By Liam Prince, Emily Joy Frost, Ursula Rojas & Mark Lungley

Plastics are big news: the Government has just announced they will phase out a range of single-use and hard-to-recycle plastics. Plastic Free July is upon us. But are you someone who wonders what all the fuss is about? 

While we might all be somewhat familiar with the problems plastic pollution poses on ourselves and on the environment, how big are these problems really? Do they outweigh the benefits of plastics on balance? Are the seemingly zealous campaigns to ban single-use plastics that are choking wildlife and making their way into our food chain justified? The reality could be much worse than we might think.

Litter pollution

Many people’s experience with plastic pollution is as litter – bottles, cups, straws, packets, containers, lids and more – found in the gutter, next to highways and in our waterways and oceans.

Many would have seen the harm plastic causes to wildlife – choking, strangling, suffocating and starving animals unlucky enough to encounter the stuff or confuse it for food. Plastic pollution is an ever growing threat to the marine environment, impacting a number of vulnerable species

The latest research has confirmed that plastic debris has infiltrated every marine environment, including both poles through to the deepest part of the ocean, the Mariana Trench (10,898 m).

A study conducted by the Ellen MacArthur Foundation in 2016 estimates that by 2050 there will be more plastic in the sea than fish by weight. Data shows that 32% of the 78 million tons of plastic packaging produced annually is left to flow into our oceans – approximately eight million tons a year. That’s roughly one garbage truck full of plastic entering our oceans every minute. To date it is estimated that 150 million metric tons currently pollute our oceans.

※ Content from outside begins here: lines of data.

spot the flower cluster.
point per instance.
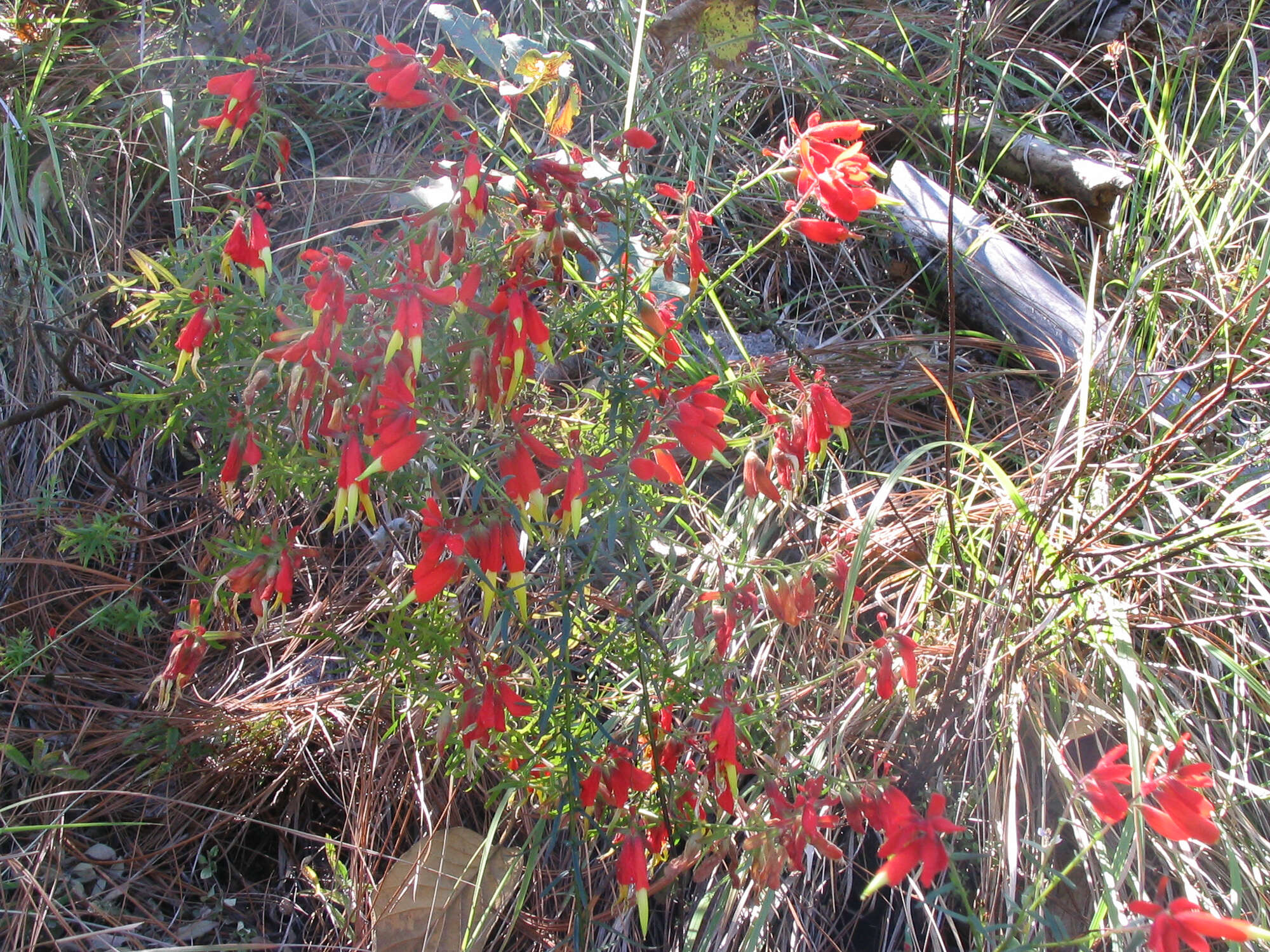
(910, 840)
(242, 98)
(1174, 808)
(799, 439)
(189, 647)
(836, 176)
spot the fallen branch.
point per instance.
(1046, 166)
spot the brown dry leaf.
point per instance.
(723, 27)
(561, 116)
(425, 902)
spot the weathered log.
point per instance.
(1001, 291)
(1045, 166)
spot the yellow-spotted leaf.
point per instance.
(725, 29)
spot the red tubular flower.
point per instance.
(657, 466)
(697, 418)
(1100, 785)
(189, 648)
(826, 233)
(639, 139)
(759, 480)
(825, 416)
(486, 709)
(1183, 812)
(615, 780)
(1187, 922)
(250, 248)
(633, 873)
(243, 450)
(397, 70)
(523, 482)
(497, 548)
(802, 822)
(725, 765)
(791, 601)
(662, 324)
(352, 492)
(242, 100)
(911, 840)
(192, 338)
(443, 549)
(836, 176)
(575, 496)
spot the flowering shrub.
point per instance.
(401, 379)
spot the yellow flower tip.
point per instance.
(340, 511)
(394, 346)
(516, 582)
(538, 506)
(876, 884)
(377, 466)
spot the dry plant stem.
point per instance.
(1032, 161)
(959, 657)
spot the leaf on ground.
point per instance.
(723, 27)
(539, 69)
(425, 902)
(474, 35)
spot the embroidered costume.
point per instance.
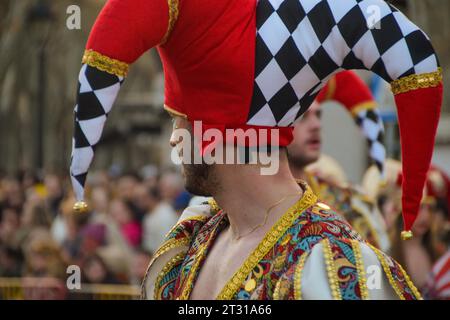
(216, 64)
(358, 209)
(310, 253)
(218, 72)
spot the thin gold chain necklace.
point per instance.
(265, 217)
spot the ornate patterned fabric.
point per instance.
(355, 207)
(274, 269)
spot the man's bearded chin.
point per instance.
(301, 159)
(198, 179)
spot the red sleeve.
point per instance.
(125, 29)
(418, 117)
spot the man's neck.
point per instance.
(298, 171)
(246, 195)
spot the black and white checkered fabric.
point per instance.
(301, 43)
(97, 91)
(372, 127)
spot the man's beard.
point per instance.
(198, 179)
(300, 160)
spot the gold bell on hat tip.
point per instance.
(406, 235)
(80, 207)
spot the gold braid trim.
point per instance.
(193, 272)
(173, 17)
(174, 113)
(169, 265)
(171, 244)
(361, 272)
(417, 81)
(387, 271)
(298, 276)
(411, 284)
(104, 63)
(280, 227)
(331, 270)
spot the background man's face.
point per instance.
(197, 177)
(305, 148)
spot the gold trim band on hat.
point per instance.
(174, 112)
(104, 63)
(331, 88)
(417, 81)
(173, 17)
(364, 106)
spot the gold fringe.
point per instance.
(417, 81)
(104, 63)
(169, 265)
(230, 289)
(298, 277)
(331, 270)
(360, 268)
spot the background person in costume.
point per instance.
(229, 79)
(419, 254)
(348, 89)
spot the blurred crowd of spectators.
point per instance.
(130, 214)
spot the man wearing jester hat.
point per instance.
(358, 209)
(256, 66)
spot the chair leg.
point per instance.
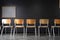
(39, 32)
(23, 32)
(2, 31)
(14, 32)
(53, 34)
(5, 30)
(35, 32)
(26, 31)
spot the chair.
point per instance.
(31, 23)
(5, 24)
(43, 23)
(19, 23)
(56, 24)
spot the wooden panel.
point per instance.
(19, 21)
(57, 21)
(44, 21)
(30, 21)
(6, 21)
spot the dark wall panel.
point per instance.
(34, 8)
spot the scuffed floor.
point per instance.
(29, 37)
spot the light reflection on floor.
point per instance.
(20, 37)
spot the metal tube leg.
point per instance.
(2, 31)
(49, 34)
(35, 32)
(26, 31)
(16, 30)
(39, 33)
(53, 34)
(46, 31)
(23, 32)
(58, 31)
(5, 30)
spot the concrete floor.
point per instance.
(29, 37)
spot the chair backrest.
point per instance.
(44, 21)
(6, 21)
(31, 21)
(56, 21)
(19, 21)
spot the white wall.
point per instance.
(9, 11)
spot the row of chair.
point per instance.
(30, 23)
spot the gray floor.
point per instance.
(30, 37)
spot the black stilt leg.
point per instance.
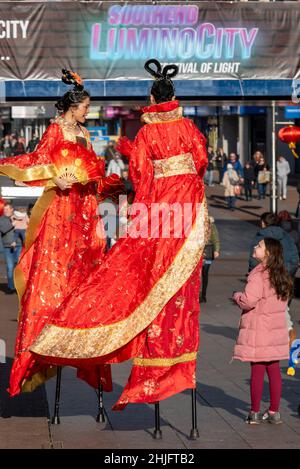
(101, 415)
(55, 418)
(194, 431)
(157, 435)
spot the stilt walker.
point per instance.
(142, 303)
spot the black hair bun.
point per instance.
(72, 78)
(168, 72)
(155, 73)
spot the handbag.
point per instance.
(208, 253)
(237, 190)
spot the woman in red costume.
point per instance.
(61, 245)
(151, 315)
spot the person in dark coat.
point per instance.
(32, 144)
(270, 229)
(262, 175)
(221, 159)
(290, 226)
(249, 180)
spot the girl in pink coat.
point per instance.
(263, 334)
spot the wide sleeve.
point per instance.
(248, 299)
(198, 148)
(37, 166)
(140, 163)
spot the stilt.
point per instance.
(194, 431)
(157, 435)
(55, 418)
(101, 415)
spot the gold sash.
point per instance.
(174, 166)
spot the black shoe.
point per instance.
(274, 417)
(254, 418)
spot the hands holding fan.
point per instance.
(76, 165)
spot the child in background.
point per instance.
(20, 222)
(263, 334)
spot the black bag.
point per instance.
(208, 252)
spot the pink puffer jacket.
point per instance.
(263, 334)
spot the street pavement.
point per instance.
(222, 387)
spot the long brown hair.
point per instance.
(280, 279)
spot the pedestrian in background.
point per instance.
(269, 228)
(221, 159)
(230, 181)
(18, 147)
(32, 144)
(6, 146)
(211, 252)
(263, 177)
(283, 170)
(263, 335)
(209, 174)
(257, 155)
(249, 180)
(12, 248)
(236, 164)
(116, 165)
(286, 222)
(20, 222)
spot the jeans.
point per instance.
(248, 190)
(261, 190)
(208, 178)
(282, 183)
(230, 202)
(11, 256)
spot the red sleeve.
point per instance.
(141, 166)
(34, 166)
(198, 148)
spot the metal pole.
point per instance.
(101, 415)
(194, 431)
(55, 418)
(157, 435)
(273, 200)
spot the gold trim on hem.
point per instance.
(186, 357)
(34, 173)
(174, 166)
(98, 341)
(39, 378)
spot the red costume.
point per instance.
(61, 245)
(142, 302)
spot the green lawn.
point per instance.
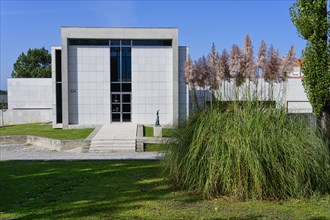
(149, 132)
(42, 130)
(124, 190)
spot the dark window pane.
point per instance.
(127, 117)
(99, 42)
(115, 108)
(126, 87)
(116, 117)
(58, 102)
(126, 98)
(126, 107)
(115, 87)
(115, 64)
(152, 42)
(126, 42)
(126, 64)
(115, 98)
(115, 42)
(58, 65)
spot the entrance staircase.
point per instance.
(114, 138)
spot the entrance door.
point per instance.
(121, 107)
(120, 87)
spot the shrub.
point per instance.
(248, 151)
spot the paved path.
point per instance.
(30, 152)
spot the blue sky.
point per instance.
(35, 24)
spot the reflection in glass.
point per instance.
(126, 64)
(116, 117)
(115, 64)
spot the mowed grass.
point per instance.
(124, 190)
(149, 132)
(47, 131)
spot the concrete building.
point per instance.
(29, 101)
(118, 75)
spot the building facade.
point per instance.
(118, 75)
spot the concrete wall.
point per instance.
(30, 93)
(290, 94)
(183, 88)
(29, 101)
(89, 85)
(296, 98)
(25, 116)
(152, 83)
(116, 33)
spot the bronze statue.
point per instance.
(157, 119)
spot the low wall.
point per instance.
(52, 144)
(25, 116)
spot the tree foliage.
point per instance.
(310, 18)
(262, 58)
(35, 64)
(288, 64)
(272, 71)
(249, 67)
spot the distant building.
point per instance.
(296, 73)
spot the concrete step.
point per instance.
(115, 138)
(113, 142)
(112, 150)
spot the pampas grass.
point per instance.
(248, 150)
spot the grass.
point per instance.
(47, 131)
(155, 147)
(248, 151)
(124, 190)
(149, 132)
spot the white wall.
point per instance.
(296, 98)
(89, 85)
(152, 85)
(29, 101)
(291, 94)
(183, 88)
(30, 93)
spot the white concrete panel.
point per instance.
(30, 93)
(152, 74)
(92, 80)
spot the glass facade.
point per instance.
(120, 72)
(121, 76)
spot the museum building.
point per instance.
(118, 75)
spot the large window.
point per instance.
(121, 72)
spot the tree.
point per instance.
(190, 77)
(235, 62)
(223, 63)
(288, 64)
(212, 62)
(272, 70)
(262, 58)
(35, 64)
(249, 67)
(311, 19)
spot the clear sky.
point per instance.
(36, 24)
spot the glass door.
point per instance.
(121, 107)
(121, 86)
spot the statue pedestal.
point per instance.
(157, 131)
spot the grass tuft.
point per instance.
(248, 151)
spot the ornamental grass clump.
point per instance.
(248, 150)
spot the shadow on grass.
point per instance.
(107, 189)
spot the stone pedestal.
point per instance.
(157, 131)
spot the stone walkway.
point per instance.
(30, 152)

If business as usual continues it is projected that, instead of one garbage truck per minute we will have four garbage trucks worth of plastic entering marine ecosystems by 2050. This will exponentially increase the impact on all life within our oceans, from plankton to blue whales.

Plastic consumption by marine species is not new – it has been recorded since the 60s and 70s and scientists have been warning us about plastic pollution without success until recent years.

Currently, at least 92 species of fish have been reported to ingest plastic. This is expected to affect the fishing industry sooner rather than later, because of the reduction in fishable stocks (fish and shellfish populations) and the potential implications on the safety of consuming seafood.

It has been estimated that at least 640,000 metric tons per year of fishing gear are lost somewhere in the ocean, contributing to the amount of plastic in our waters. This also produces the ‘ghost fishing’ phenomena, where abandoned fishing gear indiscriminately catches and kills marine life, including dolphins.

But plastic pollution is not just what we see. There is a hidden threat in the form of microplastics and nanoplastics, pieces of plastics smaller than 5mm and one micrometre respectively.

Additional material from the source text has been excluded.